Vatican announces first Mass of archbishop who embarrassed Church with marriage

VATICAN CITY - The Zambian archbishop who scandalized the Catholic Church by getting married last year will celebrate next week his first public Mass since returning to the fold, the Vatican said Friday.

Archbishop Emmanuel Milingo will celebrate the Mass on Thursday in L'Abbazia di Casamari, near Frosinone, east of Rome, the Vatican said in a statement.

The Vatican also released videotaped footage Friday showing Milingo arriving two days earlier at his new home in Zagarolo, also near Rome, and blessing a chapel that has been outfitted for his followers.

Milingo embarrassed the Church last year when he married a South Korean acupuncturist, Maria Sung, in a group ceremony by the Rev. Sun Myung Moon.

At the time, Milingo said celibacy was poisoning the priesthood and that his marriage would allow God's blessings to be given through his new family.

However, Milingo renounced the union and left his wife after visiting Pope John Paul II — ending a dramatic, weekslong saga that had captivated Italians last summer.

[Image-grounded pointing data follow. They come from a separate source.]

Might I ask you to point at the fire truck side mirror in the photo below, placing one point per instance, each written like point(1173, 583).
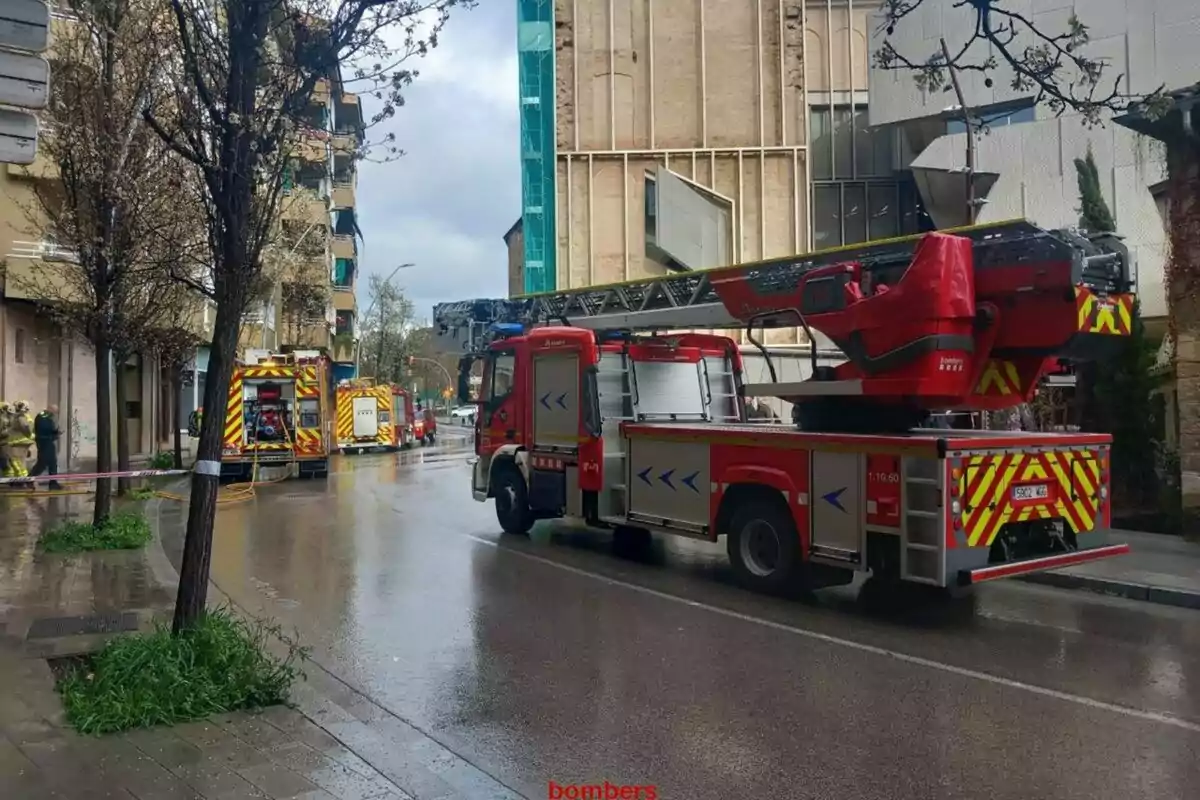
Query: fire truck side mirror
point(465, 365)
point(592, 420)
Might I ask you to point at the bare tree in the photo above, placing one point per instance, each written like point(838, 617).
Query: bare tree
point(115, 209)
point(245, 73)
point(1060, 71)
point(388, 329)
point(1054, 66)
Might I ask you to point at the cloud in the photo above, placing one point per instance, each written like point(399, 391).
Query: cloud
point(447, 204)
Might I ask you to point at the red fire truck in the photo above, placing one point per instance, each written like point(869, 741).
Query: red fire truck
point(592, 408)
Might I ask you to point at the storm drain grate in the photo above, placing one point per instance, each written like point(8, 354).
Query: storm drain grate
point(54, 626)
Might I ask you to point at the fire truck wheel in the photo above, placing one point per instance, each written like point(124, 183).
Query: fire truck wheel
point(763, 545)
point(513, 501)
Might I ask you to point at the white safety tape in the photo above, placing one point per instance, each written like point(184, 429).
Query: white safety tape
point(93, 476)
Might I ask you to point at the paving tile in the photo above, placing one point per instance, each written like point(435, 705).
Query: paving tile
point(163, 746)
point(300, 757)
point(277, 781)
point(213, 780)
point(244, 794)
point(346, 783)
point(257, 732)
point(203, 733)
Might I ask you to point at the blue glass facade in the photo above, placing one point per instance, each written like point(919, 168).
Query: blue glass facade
point(535, 68)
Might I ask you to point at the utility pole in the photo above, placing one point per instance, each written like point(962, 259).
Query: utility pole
point(24, 76)
point(970, 124)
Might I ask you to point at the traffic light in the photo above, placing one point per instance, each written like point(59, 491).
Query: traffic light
point(24, 76)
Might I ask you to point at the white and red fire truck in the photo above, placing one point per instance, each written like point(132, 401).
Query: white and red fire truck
point(592, 408)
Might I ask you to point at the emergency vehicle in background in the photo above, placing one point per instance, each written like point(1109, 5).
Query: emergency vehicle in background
point(592, 408)
point(280, 410)
point(376, 416)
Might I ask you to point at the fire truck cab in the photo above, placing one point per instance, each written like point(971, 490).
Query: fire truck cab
point(647, 432)
point(373, 416)
point(279, 411)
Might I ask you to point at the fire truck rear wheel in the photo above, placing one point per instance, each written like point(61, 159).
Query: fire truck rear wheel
point(513, 501)
point(763, 545)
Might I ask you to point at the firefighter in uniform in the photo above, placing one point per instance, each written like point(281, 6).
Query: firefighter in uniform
point(5, 419)
point(21, 439)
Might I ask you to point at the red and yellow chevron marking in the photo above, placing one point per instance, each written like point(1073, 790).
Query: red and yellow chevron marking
point(306, 383)
point(268, 372)
point(345, 426)
point(307, 440)
point(985, 487)
point(232, 437)
point(1000, 378)
point(1111, 316)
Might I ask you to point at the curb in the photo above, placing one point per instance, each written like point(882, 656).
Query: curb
point(1144, 593)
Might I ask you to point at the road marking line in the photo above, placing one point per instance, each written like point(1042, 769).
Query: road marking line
point(1079, 699)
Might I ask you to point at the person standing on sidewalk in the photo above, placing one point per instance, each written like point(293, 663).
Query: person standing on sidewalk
point(46, 437)
point(5, 421)
point(21, 439)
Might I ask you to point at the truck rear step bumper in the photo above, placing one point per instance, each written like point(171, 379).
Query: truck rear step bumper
point(971, 577)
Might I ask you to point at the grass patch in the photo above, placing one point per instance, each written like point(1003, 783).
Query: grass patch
point(150, 679)
point(162, 459)
point(121, 531)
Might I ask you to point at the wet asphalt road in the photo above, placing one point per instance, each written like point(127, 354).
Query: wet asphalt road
point(551, 659)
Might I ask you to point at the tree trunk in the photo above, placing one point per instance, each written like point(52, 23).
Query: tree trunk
point(1183, 282)
point(193, 573)
point(177, 394)
point(123, 428)
point(103, 503)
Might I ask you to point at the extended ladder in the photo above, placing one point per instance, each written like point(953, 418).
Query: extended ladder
point(689, 300)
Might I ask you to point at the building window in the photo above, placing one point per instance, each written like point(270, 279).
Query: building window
point(846, 148)
point(850, 212)
point(652, 204)
point(999, 119)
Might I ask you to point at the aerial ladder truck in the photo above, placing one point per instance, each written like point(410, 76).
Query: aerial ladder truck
point(594, 405)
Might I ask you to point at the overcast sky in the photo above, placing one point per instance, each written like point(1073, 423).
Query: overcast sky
point(447, 204)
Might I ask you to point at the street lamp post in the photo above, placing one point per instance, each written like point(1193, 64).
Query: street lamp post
point(358, 343)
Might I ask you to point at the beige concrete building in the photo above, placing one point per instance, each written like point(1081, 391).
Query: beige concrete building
point(693, 134)
point(313, 305)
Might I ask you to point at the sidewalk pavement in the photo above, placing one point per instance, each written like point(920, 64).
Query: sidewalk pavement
point(1158, 569)
point(334, 744)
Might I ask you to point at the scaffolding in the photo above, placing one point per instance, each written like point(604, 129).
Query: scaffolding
point(535, 67)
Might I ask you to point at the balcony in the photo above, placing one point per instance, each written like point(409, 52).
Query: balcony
point(343, 247)
point(343, 194)
point(321, 92)
point(202, 319)
point(307, 336)
point(343, 349)
point(41, 169)
point(343, 299)
point(312, 146)
point(305, 205)
point(346, 143)
point(43, 271)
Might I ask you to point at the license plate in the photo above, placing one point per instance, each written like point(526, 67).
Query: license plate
point(1039, 492)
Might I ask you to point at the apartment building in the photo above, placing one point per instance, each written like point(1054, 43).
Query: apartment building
point(1025, 160)
point(315, 259)
point(42, 362)
point(672, 134)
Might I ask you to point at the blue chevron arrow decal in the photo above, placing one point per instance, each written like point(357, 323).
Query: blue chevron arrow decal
point(834, 499)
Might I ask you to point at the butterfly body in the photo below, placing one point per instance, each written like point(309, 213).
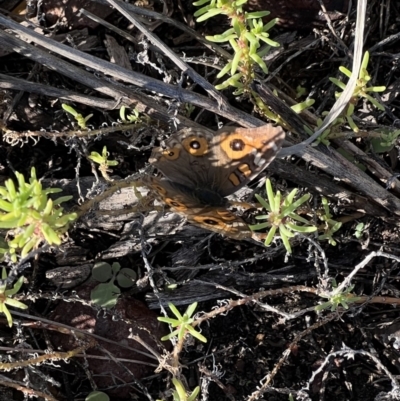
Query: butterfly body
point(200, 169)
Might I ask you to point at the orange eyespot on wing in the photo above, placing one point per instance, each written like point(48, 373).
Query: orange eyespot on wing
point(195, 145)
point(175, 205)
point(171, 154)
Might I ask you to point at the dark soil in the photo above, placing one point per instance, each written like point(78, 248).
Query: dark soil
point(266, 348)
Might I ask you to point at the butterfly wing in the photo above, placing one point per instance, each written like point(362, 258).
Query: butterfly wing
point(213, 218)
point(222, 162)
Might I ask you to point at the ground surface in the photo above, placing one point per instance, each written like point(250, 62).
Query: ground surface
point(276, 342)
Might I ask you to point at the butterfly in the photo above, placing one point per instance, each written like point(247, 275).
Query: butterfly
point(200, 169)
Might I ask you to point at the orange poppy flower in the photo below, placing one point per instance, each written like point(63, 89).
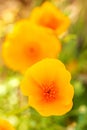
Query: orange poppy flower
point(47, 84)
point(5, 125)
point(28, 44)
point(49, 16)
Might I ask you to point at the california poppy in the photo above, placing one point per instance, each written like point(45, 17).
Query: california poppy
point(47, 84)
point(27, 44)
point(47, 15)
point(5, 125)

Vatican officials have denied Sung's claims that they held Milingo against his will. The Vatican says he freely went on a yearlong spiritual retreat in Argentina after leaving Sung.

Milingo had caused controversy in the Church long before his marriage, conducting religious ceremonies that troubled some Vatican officials.

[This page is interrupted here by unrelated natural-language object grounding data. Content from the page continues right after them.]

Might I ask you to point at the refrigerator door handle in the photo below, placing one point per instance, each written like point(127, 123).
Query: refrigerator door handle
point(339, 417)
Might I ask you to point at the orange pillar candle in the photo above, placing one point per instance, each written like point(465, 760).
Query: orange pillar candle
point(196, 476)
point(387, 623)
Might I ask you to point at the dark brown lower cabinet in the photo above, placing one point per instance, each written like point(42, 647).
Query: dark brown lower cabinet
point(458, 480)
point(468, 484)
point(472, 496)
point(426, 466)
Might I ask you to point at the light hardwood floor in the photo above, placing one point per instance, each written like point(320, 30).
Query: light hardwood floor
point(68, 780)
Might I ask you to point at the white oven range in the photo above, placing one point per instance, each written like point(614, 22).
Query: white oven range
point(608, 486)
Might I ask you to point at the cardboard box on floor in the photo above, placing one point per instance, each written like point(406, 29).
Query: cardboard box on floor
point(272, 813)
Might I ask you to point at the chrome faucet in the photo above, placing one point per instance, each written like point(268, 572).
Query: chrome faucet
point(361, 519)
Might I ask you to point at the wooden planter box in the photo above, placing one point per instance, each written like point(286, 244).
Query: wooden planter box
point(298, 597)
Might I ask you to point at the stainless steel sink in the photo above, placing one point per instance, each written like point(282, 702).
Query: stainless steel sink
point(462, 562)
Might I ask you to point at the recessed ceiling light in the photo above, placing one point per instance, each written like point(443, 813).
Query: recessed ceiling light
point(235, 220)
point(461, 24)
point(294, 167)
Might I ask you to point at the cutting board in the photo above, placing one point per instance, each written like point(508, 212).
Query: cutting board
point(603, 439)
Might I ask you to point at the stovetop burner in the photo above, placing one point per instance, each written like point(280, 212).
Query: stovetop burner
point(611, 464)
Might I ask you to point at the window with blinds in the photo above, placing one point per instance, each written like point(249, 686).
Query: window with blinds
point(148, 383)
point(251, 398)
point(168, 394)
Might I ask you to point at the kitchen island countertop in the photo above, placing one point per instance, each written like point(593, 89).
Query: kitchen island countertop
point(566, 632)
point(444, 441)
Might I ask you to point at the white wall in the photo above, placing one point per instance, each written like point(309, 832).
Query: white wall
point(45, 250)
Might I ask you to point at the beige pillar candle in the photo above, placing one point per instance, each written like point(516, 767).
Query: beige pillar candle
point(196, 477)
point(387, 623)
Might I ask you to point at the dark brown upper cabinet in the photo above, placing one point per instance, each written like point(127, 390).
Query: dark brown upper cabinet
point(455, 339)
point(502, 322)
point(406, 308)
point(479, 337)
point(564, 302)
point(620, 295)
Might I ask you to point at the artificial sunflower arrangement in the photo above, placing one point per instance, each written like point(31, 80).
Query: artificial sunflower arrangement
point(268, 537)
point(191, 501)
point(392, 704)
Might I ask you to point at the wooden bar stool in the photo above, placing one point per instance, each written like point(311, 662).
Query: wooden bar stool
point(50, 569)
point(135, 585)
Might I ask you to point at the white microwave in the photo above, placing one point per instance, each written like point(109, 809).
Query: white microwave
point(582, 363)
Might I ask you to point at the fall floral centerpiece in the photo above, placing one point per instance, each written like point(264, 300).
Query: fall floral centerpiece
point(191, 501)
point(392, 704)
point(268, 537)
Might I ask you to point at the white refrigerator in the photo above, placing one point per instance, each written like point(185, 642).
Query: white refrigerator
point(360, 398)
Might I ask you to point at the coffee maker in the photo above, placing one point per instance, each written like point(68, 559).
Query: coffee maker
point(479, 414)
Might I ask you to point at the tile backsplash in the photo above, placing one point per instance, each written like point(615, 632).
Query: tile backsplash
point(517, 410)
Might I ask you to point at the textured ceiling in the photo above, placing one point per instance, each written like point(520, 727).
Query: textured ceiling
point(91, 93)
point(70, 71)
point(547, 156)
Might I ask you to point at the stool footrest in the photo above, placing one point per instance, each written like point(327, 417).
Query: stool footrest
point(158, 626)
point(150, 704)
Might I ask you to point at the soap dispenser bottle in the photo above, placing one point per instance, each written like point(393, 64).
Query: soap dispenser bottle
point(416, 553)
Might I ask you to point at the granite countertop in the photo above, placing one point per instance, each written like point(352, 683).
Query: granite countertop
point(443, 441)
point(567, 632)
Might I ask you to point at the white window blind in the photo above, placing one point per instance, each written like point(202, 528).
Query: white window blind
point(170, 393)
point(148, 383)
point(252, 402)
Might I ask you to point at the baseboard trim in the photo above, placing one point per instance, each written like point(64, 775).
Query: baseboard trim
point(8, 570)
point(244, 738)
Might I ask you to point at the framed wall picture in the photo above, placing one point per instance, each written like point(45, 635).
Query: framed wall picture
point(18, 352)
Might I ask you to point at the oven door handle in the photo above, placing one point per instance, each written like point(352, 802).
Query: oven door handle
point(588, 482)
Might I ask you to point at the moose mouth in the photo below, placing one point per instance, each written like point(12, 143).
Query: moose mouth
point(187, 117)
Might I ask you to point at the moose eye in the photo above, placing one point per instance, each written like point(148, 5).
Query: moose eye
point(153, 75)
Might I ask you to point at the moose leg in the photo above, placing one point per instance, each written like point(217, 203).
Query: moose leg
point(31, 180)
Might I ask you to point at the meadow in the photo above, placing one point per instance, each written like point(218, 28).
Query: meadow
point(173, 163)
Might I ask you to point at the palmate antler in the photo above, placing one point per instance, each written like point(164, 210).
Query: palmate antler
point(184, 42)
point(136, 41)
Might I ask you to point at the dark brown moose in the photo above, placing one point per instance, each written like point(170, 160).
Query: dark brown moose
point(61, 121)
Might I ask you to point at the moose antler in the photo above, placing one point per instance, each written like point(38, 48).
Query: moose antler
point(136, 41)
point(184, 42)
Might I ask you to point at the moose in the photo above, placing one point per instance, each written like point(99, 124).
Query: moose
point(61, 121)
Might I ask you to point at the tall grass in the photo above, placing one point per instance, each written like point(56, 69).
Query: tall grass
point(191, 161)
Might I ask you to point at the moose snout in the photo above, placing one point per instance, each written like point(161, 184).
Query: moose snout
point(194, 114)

He was summoned to Rome in 1983 after resigning from his post as archbishop of Lusaka, Zambia, for performing faith healing and exorcisms. Large crowds of people then flocked to Rome seeking cures from Milingo, and the Vatican removed him from his post there.

In the video released by the Vatican on Friday, Milingo is seen praying in his simple blue chapel, surrounded by priests and nuns and a few friends. At one point, he sings the Ave Maria in an African dialect and at another blesses a hangar-type facility that has been erected on the property to accommodate the crowds that are expected to flock to his services.